Harari kwam tot de conclusie dat bij de verdachte sprake is van een uiterst beperkte, kortdurende en rudimentaire mate van begrip en een waardeoordeel hierover. Zijn vermogen om de strekking van de tegen hem ingestelde vervolging te begrijpen is sterk ingeperkt. Door zijn geheugenproblemen, gebrek aan inzicht in zijn beperkingen, onvermogen een complexe situatie te overzien en te beoordelen, afgenomen probleemoplossende vermogens en onvermogen een werkrelatie met zijn advocaat op te bouwen, kan hij zijn medische en juridische positie niet goed begrijpen en vormgeven.
Het gerechtshof Amsterdam [3] verklaarde het Openbaar Ministerie vervolgens op 30 januari 2023 niet-ontvankelijk in de vervolging, nu voortzetting van de vervolging onder deze omstandigheden een schending van artikel 6 van het EVRM opleverde.
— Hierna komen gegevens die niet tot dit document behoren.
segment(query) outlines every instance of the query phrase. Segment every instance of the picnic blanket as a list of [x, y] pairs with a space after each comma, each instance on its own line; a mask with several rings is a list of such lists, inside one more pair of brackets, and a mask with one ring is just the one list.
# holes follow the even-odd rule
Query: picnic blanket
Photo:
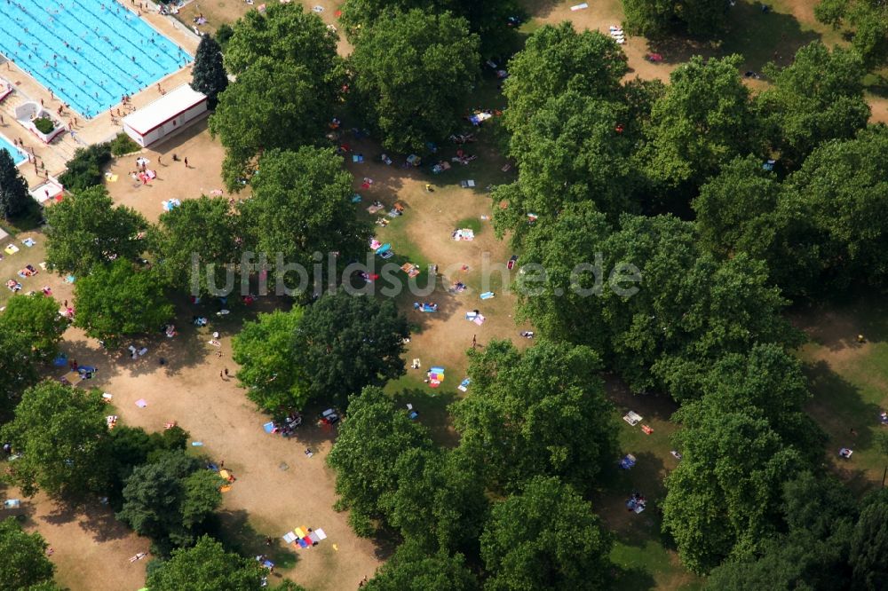
[[455, 230], [451, 234], [453, 240], [475, 240], [475, 232], [469, 228], [461, 228], [459, 230]]

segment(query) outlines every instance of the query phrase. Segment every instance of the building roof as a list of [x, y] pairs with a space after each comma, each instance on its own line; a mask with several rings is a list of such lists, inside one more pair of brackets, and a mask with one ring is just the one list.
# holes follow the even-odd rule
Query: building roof
[[123, 124], [144, 136], [206, 99], [202, 92], [193, 90], [188, 84], [182, 84], [123, 117]]

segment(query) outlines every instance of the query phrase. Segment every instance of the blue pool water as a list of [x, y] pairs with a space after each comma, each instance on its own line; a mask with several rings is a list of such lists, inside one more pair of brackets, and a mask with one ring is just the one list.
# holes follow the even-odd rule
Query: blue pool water
[[0, 0], [0, 53], [86, 117], [191, 61], [115, 0]]
[[19, 162], [23, 162], [28, 158], [24, 152], [19, 150], [19, 148], [12, 146], [5, 138], [0, 136], [0, 150], [6, 150], [12, 156], [12, 162], [16, 164]]

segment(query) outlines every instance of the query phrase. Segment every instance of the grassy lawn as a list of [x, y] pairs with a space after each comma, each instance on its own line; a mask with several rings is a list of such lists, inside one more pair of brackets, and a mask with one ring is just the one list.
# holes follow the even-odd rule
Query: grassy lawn
[[[864, 298], [800, 320], [812, 339], [799, 351], [813, 394], [808, 412], [829, 436], [834, 469], [859, 493], [878, 486], [888, 464], [874, 445], [875, 434], [888, 429], [879, 423], [888, 410], [885, 311], [883, 302]], [[851, 460], [839, 460], [840, 447], [854, 450]]]

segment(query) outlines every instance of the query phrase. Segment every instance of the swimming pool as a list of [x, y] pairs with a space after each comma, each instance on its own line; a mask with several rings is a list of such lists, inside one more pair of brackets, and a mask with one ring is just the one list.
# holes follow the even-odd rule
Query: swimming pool
[[15, 162], [16, 166], [24, 162], [28, 159], [28, 156], [25, 155], [24, 152], [12, 146], [12, 144], [2, 135], [0, 135], [0, 150], [6, 150], [9, 152], [12, 156], [12, 162]]
[[0, 0], [0, 53], [87, 118], [191, 61], [115, 0]]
Het hof overwoog dat, hoewel aan de vereisten voor artikel 16, eerste lid, Sv is voldaan, schorsing van de vervolging niet volstaat omdat – kort gezegd – verbetering van de gezondheidssituatie is uitgesloten. Dit terwijl artikel 16, tweede lid, Sv ertoe leidt dat theoretisch de mogelijkheid tot hervatting van de vervolging blijft bestaan. Het hof heeft toen geoordeeld dat dit in strijd is met het recht op een eerlijk proces.
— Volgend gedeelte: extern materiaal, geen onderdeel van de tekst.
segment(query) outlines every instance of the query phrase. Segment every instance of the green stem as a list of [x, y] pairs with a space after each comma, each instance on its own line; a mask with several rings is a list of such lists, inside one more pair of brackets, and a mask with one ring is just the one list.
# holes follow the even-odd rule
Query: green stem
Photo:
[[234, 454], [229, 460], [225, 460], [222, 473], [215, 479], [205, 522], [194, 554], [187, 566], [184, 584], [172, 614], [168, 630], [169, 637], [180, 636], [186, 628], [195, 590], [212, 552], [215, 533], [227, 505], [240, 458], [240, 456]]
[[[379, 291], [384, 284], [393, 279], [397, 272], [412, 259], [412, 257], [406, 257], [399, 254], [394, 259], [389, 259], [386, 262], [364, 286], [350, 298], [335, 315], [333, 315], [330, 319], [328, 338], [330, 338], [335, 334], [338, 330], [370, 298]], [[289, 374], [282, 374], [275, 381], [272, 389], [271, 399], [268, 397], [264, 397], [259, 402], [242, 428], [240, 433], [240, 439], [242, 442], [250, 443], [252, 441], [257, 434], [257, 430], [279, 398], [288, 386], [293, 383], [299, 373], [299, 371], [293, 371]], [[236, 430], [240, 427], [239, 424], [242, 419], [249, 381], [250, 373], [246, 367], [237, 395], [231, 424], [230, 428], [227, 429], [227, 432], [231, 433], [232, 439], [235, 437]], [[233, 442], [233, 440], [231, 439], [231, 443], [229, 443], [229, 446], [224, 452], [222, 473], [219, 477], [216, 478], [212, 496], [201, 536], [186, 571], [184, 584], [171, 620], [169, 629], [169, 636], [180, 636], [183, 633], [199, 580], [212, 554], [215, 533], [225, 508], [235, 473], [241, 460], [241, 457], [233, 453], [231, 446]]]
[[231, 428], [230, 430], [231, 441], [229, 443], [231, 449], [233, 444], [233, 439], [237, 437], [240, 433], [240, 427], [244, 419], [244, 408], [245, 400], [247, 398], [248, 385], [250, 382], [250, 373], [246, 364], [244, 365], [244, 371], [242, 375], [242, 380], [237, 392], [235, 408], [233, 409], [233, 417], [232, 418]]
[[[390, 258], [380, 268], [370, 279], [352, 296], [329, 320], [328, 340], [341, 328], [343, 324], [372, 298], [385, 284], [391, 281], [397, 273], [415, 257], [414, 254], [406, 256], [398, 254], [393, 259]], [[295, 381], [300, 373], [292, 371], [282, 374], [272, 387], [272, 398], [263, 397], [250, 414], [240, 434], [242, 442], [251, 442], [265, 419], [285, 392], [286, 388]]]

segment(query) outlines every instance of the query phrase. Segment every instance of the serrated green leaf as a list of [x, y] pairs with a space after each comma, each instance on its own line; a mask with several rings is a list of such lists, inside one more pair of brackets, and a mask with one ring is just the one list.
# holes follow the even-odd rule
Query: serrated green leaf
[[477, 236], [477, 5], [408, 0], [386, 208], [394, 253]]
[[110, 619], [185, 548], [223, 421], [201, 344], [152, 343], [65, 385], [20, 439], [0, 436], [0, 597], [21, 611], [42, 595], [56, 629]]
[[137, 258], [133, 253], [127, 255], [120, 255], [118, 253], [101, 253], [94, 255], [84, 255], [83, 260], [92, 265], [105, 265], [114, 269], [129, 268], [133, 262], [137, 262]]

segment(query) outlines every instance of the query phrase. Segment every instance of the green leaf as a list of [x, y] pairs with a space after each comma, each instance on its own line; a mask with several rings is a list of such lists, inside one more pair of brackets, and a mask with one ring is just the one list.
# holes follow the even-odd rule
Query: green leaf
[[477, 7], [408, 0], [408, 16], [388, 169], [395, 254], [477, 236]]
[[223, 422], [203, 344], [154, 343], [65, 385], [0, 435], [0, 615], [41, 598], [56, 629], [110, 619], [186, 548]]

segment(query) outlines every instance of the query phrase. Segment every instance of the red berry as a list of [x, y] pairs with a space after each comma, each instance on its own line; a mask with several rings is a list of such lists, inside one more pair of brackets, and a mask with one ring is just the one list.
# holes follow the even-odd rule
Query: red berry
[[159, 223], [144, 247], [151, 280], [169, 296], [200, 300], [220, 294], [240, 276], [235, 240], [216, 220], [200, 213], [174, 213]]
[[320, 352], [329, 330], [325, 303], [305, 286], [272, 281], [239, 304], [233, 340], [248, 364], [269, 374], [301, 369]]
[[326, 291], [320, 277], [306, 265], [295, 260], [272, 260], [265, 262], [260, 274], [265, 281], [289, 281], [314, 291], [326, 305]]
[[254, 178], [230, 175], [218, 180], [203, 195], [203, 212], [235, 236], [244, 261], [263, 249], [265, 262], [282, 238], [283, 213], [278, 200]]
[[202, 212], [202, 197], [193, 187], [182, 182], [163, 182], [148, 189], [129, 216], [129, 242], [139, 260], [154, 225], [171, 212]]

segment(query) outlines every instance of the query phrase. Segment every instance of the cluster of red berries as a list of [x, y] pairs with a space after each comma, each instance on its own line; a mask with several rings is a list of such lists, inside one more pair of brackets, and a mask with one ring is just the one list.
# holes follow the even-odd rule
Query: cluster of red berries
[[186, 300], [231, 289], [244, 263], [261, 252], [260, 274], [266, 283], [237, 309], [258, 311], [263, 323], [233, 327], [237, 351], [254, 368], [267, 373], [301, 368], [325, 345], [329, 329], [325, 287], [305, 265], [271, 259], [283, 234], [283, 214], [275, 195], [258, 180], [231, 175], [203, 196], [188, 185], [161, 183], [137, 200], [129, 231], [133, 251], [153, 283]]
Vervolgens heeft het hof met gebruikmaking van het schakelartikel 2.3 Wfz een rechterlijke machtiging [4] verleend. Hierin overwoog het hof dat verdachte leed aan een stoornis die aanzienlijk risico veroorzaakte in de zin van levensgevaar voor een ander en ernstig lichamelijk letsel voor een ander, en dat er sprake was van een situatie waarin de algemene veiligheid van personen en goederen in gevaar was.
Uit informatie van het Openbaar Ministerie blijkt dat het vervolgens zeer moeilijk was een instelling bereid te vinden verdachte op te nemen, nu immers oudereninstellingen veelal onvoldoende zijn ingericht op het bedwingen van levensgevaar voor anderen.
Voorts heeft de rechtbank kennis genomen van het consult rechtspleging 22 maart 2023 opgemaakt door psychiater O. den Held.
De rechtbank ziet zich in deze strafzaak opnieuw voor de vraag gesteld of verdachte thans procesbekwaam ofwel ‘fit to stand trial’ is en, zo niet, welke consequentie daaraan moet worden verbonden: niet-ontvankelijkheid in de vervolging van het Openbaar Ministerie of schorsing van de vervolging ex artikel 16 Sv.
3.2
Standpunt van de verdediging
Strafvervolging van verdachte is niet passend en geboden is en het Openbaar Ministerie moet daarin niet-ontvankelijk worden verklaard.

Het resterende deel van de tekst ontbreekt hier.